Students who leased an apartment at Icon 330 found themselves homeless for the first week of school. In an email sent out the week before the move-in date, Icon notified its residents that the building was uninhabitable. Icon notified its tenants that they would not be able to move in following the City of Waterloo’s decision not to grant occupancy permits to the building.
Imprint spoke to Waterloo city councillor Jeff Henry, who stated that on inspections held Sept. 3 and 5, Icon 330 did not meet the minimum provincial regulations necessary to receive occupancy permits. He added that, on those dates, the building “still functioned as a construction site.”
To some students, Icon’s failure to meet the move-in date was a foregone conclusion, with posts on the university subreddit being made months in advance speculating that the building would fail to be completed or sharing rumours they had heard from construction staff.

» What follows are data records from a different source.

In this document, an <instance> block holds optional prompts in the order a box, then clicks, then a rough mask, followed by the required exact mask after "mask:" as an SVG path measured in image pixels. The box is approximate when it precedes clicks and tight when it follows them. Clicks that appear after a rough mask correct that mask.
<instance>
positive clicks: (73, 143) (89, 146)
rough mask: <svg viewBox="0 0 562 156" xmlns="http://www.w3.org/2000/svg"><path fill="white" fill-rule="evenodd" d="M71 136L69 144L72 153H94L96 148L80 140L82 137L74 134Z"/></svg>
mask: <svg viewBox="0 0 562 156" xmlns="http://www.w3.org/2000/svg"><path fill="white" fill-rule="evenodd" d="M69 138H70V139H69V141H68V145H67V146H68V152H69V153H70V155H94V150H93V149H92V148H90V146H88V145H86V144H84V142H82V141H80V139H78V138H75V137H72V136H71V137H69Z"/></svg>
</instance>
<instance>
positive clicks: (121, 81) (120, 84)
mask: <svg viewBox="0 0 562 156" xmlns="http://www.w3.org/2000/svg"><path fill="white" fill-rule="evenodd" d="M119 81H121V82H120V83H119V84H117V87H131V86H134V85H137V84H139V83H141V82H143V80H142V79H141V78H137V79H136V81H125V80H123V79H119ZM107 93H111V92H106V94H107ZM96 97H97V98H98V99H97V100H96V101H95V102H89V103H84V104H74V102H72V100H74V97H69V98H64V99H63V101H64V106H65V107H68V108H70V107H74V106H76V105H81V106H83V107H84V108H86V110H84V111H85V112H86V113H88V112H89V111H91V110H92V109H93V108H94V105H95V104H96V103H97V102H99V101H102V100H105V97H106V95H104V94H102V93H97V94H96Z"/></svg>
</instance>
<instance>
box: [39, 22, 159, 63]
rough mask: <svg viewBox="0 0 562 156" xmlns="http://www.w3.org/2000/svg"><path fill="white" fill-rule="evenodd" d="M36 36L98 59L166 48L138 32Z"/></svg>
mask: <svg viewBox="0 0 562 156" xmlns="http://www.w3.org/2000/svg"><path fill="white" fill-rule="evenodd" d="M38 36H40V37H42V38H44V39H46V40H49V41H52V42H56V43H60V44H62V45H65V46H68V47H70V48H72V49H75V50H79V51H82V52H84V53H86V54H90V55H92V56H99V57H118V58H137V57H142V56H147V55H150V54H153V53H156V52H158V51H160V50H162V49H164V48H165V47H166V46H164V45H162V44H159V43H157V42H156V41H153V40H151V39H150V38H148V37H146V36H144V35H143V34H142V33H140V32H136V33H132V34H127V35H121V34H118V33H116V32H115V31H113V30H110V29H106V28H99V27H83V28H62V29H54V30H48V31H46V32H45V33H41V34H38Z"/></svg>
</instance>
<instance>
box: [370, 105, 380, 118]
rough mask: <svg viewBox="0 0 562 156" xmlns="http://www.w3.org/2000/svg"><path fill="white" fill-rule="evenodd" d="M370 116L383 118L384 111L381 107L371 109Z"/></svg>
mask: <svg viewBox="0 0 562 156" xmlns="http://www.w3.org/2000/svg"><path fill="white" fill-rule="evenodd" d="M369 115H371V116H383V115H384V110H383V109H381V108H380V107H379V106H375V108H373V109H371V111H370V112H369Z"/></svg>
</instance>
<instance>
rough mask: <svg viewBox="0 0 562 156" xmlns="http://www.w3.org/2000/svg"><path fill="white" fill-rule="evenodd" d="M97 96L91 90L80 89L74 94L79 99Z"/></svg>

Students experienced similar difficulties two years ago when Schembri’s One Columbia building was still under construction when classes began in September and occupants were left homeless for over a month. According to Sarah Wiley, Feds vice-president of education, these incidents are part of a larger trend.
“This is not only just happening with Schembri and Icon … it’s been happening every year for the past two years, not only to students who are moving into big luxury high-rises, but also to one-off students who are moving into basement apartments that aren’t ready on time. It’s definitely a systemic issue because of lack of protections from the provincial government in the Residential Tenancies Act,” Wiley said.
The Federation of Students began lobbying for improved protection of tenants in the Residential Tenancies Act in August and has earned the support of the City of Waterloo as well as Kitchener-Waterloo MPP Catherine Fife. As the act currently stands, tenants have very little protection given to them for matters that occur before they occupy their homes, which has resulted in many students being left with little options when they find that their homes aren’t ready when they want to move in. Feds is pushing for an increase in pre-occupancy tenant rights as well as giving the Landlord and Tenants Board more power so it can better handle these situations.
In the meantime, Wiley urged students with tenancy issues to make use of on-campus resources like the Off-Campus Housing office or even contacting her directly, as well as speaking to Waterloo Region Community Legal Services, which offers free legal advice in these situations.
Another UW group heavily involved in issues of tenant displacement is the Waterloo Public Interest Research Group (WPIRG). It was instrumental in organizing and empowering students during the One Columbia incident, ultimately helping students get returns on their deposits and terminate their leases. Imprint spoke to Alex Diceanu, WPIRG projects and organizational development co-ordinator, who shared Wiley’s concerns of there being a larger issue with Waterloo landlords.
“I think these things are going to keep happening, and they’re not only just these buildings not being done, but landlord abuse of student tenants is systematic…. The abuses are systematic and they’re ongoing, and it doesn’t matter if it’s a new building or an older building, and these things are going to keep going unless students get organized,” Diceanu said.
While the building continues construction, Icon has arranged sleeping arrangements for its residents, but this hasn’t mitigated the frustration for some.
“I have been jumping to different hotels in Kitchener, Waterloo, and Cambridge due to ICON’s poor management and inability to fulfill deadlines. Currently, they placed me in a two-star hotel in Cambridge until the 24th, which is unfortunate because the rooms are very low quality, and not [to] mention, it’s in another city,” said Hanson Chen, first-year student and Icon tenant. “Being in this situation makes it very difficult to focus on school because I have to constantly worry about where I’m going to live, where I’ll be eating, where I’ll be storing my things, where I’ll be washing my clothes, etc.”
Henry said that on another inspection held Sept. 9, the north building of Icon 330 met provincial standards and was granted an occupancy permit. At the time of publishing, most of Icon’s rooms have been approved by the city, though certain suites on each floor of the south building are still uninhabitable, as well as most of the suites in the podium.
Diceanu warned that even as tenants move in to Icon, they may experience difficulties.
“For students who are staying … those students are likely going to have ongoing issues even after they move in. Most likely, the amenities in the lease won’t all be ready, there’s ongoing construction and things probably won’t work properly: there will be issues with water, hydro, those kinds of things that always happen with any new building, especially a rapidly-constructed one — as well as possibly bogus deposits and charges. We’ll have to wait and see, but those are things that students have a high chance of encountering if they stick around with Icon. For those students, we would be happy to help them form a tenant association.
“We need students to form tenant associations, almost like a student union for tenants,” Diceanu added. “I think that’s the only thing in the long run that’s going to put pressure on landlords sufficiently to address some of these issues.”
Imprint contacted Icon, but they were unavailable to comment.